National Arts Theatre

Amoda Heads To Morocco For The Revenge
Olu Amoda, the country’s most exciting metal sculptor, is headed to Morocco to avenge our collective loss. He will be arriving the country three weeks after the 4.0 trouncing of the Super Eagles by the Moroccan Football team at the CAF Africa Nations Championship Finals. Nigeria’s 180Million people are deeply hurt by the sore beating by the Moroccans, who are not anywhere known to be famous for soccer. Amoda is showing his peculiar brand of Nigerian aesthetics at the 1:54 Contemporary African Art Fair in Marrakech.

Known as a sculptor who animates large metal works, and beats massive, line drawings out of steel, Amoda’s pieces will be at the Art Twenty One stand, imposing themselves on the surrounding, holding the stern, silent gazes of other pieces from other countries, and attempting to intimidate other exhibits with the Nigerian aura. 1:54 Marrakech is the first edition of this widely popular fair on the African continent and follows successful editions in London and New York. Art Twenty One, which happens to be the only Nigeria based gallery at the show, has been Amoda’s key representative, both locally and globally, for the past three years. Asked if there are other sculptors showing at the fair, whose works he admires, the Delta born artist, who shares his time between Lagos and Atlanta, responds by sms: “There won’t be many sculptors at the show; mostly multimedia artists”. 1:54 Contemporary African Art Fair runs from February 25 to 26, 2018.

Cassava‘s Out With The First List Of The Year
Cassava Republic Press, which announced Teju Cole to the world and published the sumptuous writings of Yemisi Aribisala, has given clear hints about its publishing direction for 2018. In the first half there will be mystery, literary fiction, non-fiction and playful images. The company will release Nnedi Okorafor’s Sunny & the Mysteries of Osisi in March and follow up with She Called Me Woman: Nigeria’s Queer Women in April. Ayesha Harruna Attah’s The Hundred Wells of Salaga will reach West African book stands in May. The semester will be rounded up with Hair, It’s A Family Affair by Mylo Freeman in June. Sunny & the Mysteries of Osisi is the sequel to What Sunny Saw in the Flames, the adventure fantasy Young Adult (YA) novel. She Called Me Woman is an unusual collection of first-hand accounts by “Nigeria’s queer women”, as Cassava describes them. These women challenge “stereotypes about the reality of being a Lesbian Gay Bisexual and Transgender (LGBT) woman in Nigeria, where same-sex union is illegal”.  The publisher thinks that She Called Me Woman is a brave undertaking, “and gives a voice to women who hitherto have not been heard”. Cassava is the one Nigerian publisher that has always had Pan African pretensions.

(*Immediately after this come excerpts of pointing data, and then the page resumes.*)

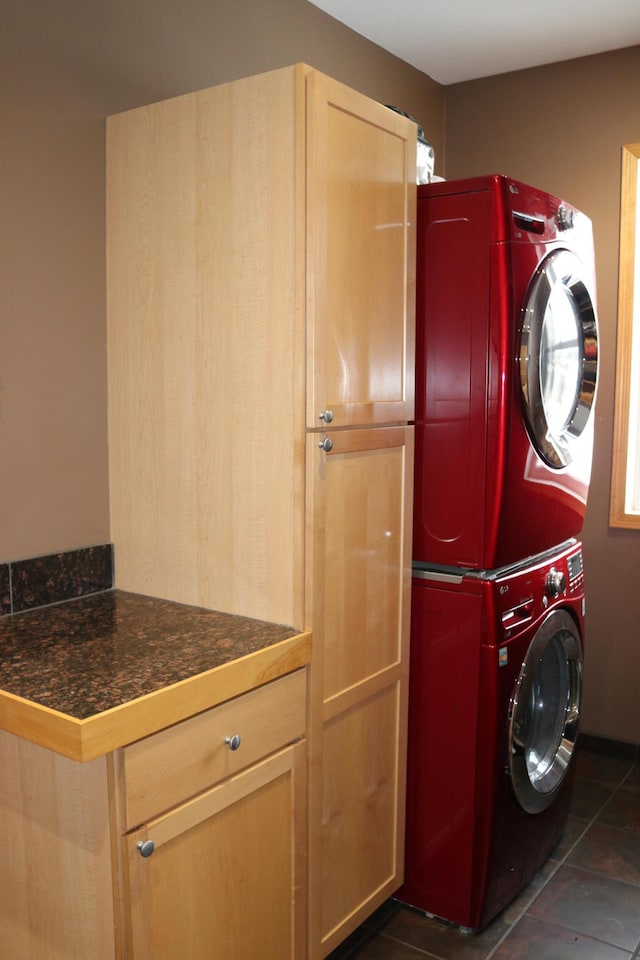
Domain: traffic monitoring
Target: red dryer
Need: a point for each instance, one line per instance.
(494, 704)
(507, 353)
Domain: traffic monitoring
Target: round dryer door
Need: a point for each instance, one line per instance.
(558, 357)
(544, 714)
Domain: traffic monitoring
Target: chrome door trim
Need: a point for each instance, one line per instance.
(559, 273)
(538, 769)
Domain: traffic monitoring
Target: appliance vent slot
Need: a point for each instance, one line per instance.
(525, 221)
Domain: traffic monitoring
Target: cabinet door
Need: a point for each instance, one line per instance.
(226, 876)
(361, 211)
(360, 571)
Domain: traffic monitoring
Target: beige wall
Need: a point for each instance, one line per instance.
(561, 127)
(66, 71)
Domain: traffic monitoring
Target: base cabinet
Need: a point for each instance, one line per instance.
(225, 877)
(219, 873)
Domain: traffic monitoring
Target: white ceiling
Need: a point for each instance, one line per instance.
(455, 40)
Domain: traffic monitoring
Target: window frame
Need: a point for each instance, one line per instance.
(629, 238)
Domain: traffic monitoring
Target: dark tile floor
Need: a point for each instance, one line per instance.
(584, 903)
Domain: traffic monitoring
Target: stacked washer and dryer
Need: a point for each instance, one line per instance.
(505, 385)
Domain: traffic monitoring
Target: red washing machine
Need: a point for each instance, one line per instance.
(495, 696)
(507, 354)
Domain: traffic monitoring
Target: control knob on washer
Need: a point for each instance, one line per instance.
(555, 582)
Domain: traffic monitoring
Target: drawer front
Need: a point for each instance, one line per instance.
(169, 767)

It’s not surprising it is welcoming, to its stable, Ayesha Harruna Attah, a Ghanaian-born fiction writer who currently lives in Senegal. Cassava describes her novel, The Hundred Wells of Salaga, as “a sensuous excursion into courtly life in pre-colonial Ghana”, adding that the author “skilfully unpicks Africa’s under explored internal slave trade through the story of two remarkable women, Aminah and Wurche”. Cassava’s proposed June 2018 release Hair, It’s A Family Affair is explained as “a joyful celebration of black hair for very young children from the author of the acclaimed Princess Arabella series. The author, Mylo Freeman, grew up in The Hague and lives in Amsterdam. She has been a full-time writer-illustrator since 1993 and has published over 50 picture books.

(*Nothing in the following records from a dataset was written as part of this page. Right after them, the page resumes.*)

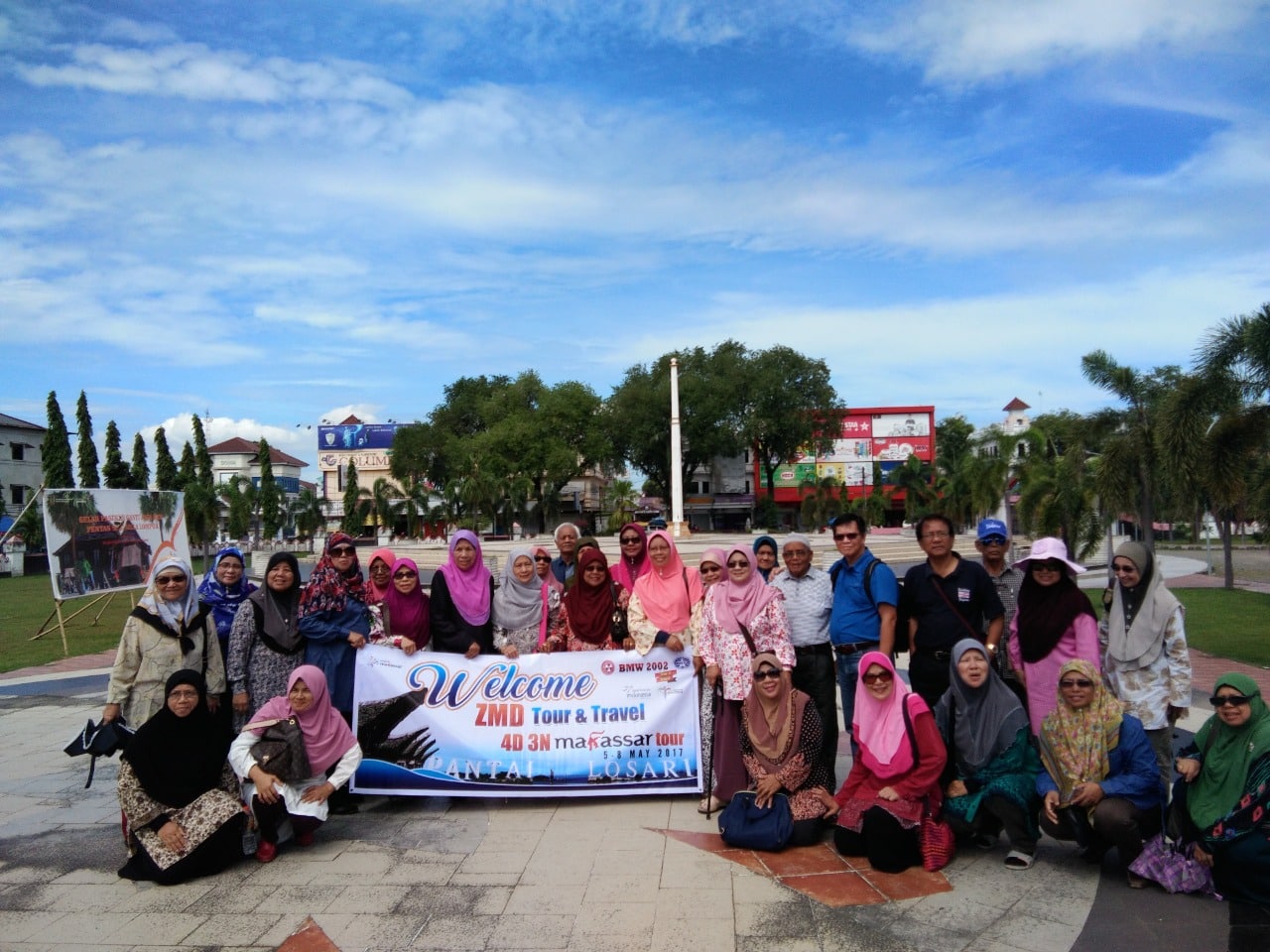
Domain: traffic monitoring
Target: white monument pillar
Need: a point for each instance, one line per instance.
(677, 525)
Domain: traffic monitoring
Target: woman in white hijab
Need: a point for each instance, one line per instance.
(1146, 661)
(169, 630)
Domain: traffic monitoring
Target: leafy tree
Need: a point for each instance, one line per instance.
(56, 453)
(1128, 472)
(621, 500)
(202, 458)
(187, 470)
(86, 449)
(114, 471)
(167, 479)
(354, 509)
(139, 474)
(309, 513)
(271, 495)
(786, 403)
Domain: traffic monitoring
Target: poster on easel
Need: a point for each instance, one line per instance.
(107, 539)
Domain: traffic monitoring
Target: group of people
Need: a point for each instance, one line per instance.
(1024, 712)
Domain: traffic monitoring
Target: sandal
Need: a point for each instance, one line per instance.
(1019, 861)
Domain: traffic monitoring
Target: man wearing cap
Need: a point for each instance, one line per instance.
(808, 602)
(947, 598)
(865, 595)
(992, 540)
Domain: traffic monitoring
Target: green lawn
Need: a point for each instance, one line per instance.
(1233, 625)
(27, 602)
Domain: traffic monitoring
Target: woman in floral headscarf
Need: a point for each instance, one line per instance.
(462, 592)
(1100, 784)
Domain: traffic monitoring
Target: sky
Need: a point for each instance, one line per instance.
(276, 213)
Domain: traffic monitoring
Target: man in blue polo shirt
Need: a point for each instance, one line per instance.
(865, 595)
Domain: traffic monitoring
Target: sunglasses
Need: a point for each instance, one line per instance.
(1232, 699)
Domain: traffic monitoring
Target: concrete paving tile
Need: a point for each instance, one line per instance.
(305, 898)
(417, 875)
(235, 929)
(534, 898)
(155, 929)
(21, 925)
(368, 898)
(89, 928)
(615, 918)
(456, 932)
(531, 932)
(1028, 932)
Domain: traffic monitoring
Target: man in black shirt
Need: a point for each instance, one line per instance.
(945, 599)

A Saturday Afternoon At Zeitz MOCAA
You don’t have to see the art on view at Zeitz Museum of Contemporary Art Africa (Zeitz MOCAA), in Cape Town’s Waterfront, to feel fulfilled that you have visited. At least for the first time. The building housing the world’s largest museum dedicated to African contemporary art, is itself an art piece and it engages you everywhere you are within the space. This columnist was there in October 2017, incidentally on the twentieth anniversary of his first visit to South Africa, on the invitation of Ms. Bisi Silva, (then an art historian and budding curator living in London), to witness the second Johannesburg Biennale (Trading Routes, History and Geography, curated by Okwui Enwexzor, October 1997). Full story soon on the visit to Zeitz MOCAA. Watch this space.
Calendar: Our Son The Minister, Lagos Theatre Feast, Jos Festival, Henrike Grohs Art Award

Paul Ugbede’s Our Son the Minister, at TerraKulture Arena, wraps up this evening, February 11. Shows are at 3pm and 5pm. This is the winning play from the maiden edition of BEETA Playwright Competition, founded by the actress Bikiya Graham-Douglas …. Guyn Man: A romantic-comedy movie by Lolo Eremie, screening at Cafe Neo, in Lekki Phase 1, also rounds up today at 3pm…. The Sixth annual Lagos Theatre Festival runs from 27 February – 4 March, featuring  98 shows from 47 companies/producers across Lagos Island and Mainland. This year, there will be shows in Ikorodu and Epe….The 11th Jos Festival of Theatre opens in Jos, Plateau State on March 4th. Founded and superintended by Patrick Jude-Oteh, the feast will feature Akolo James Anthony’s musical Brother Joachim’s Vocation, to be directed by the playwright himself; Two American classics, Arthur Miller’s A View from the Bridge and August Wilson’s Radio Golf, will be performed. The Spanish contribution to the festival is Lope de Vega’s Fuenteovejuna. Ahmed Yerima’s play on power, politics and betrayal, Mu’Adhin’s Call, will be performed.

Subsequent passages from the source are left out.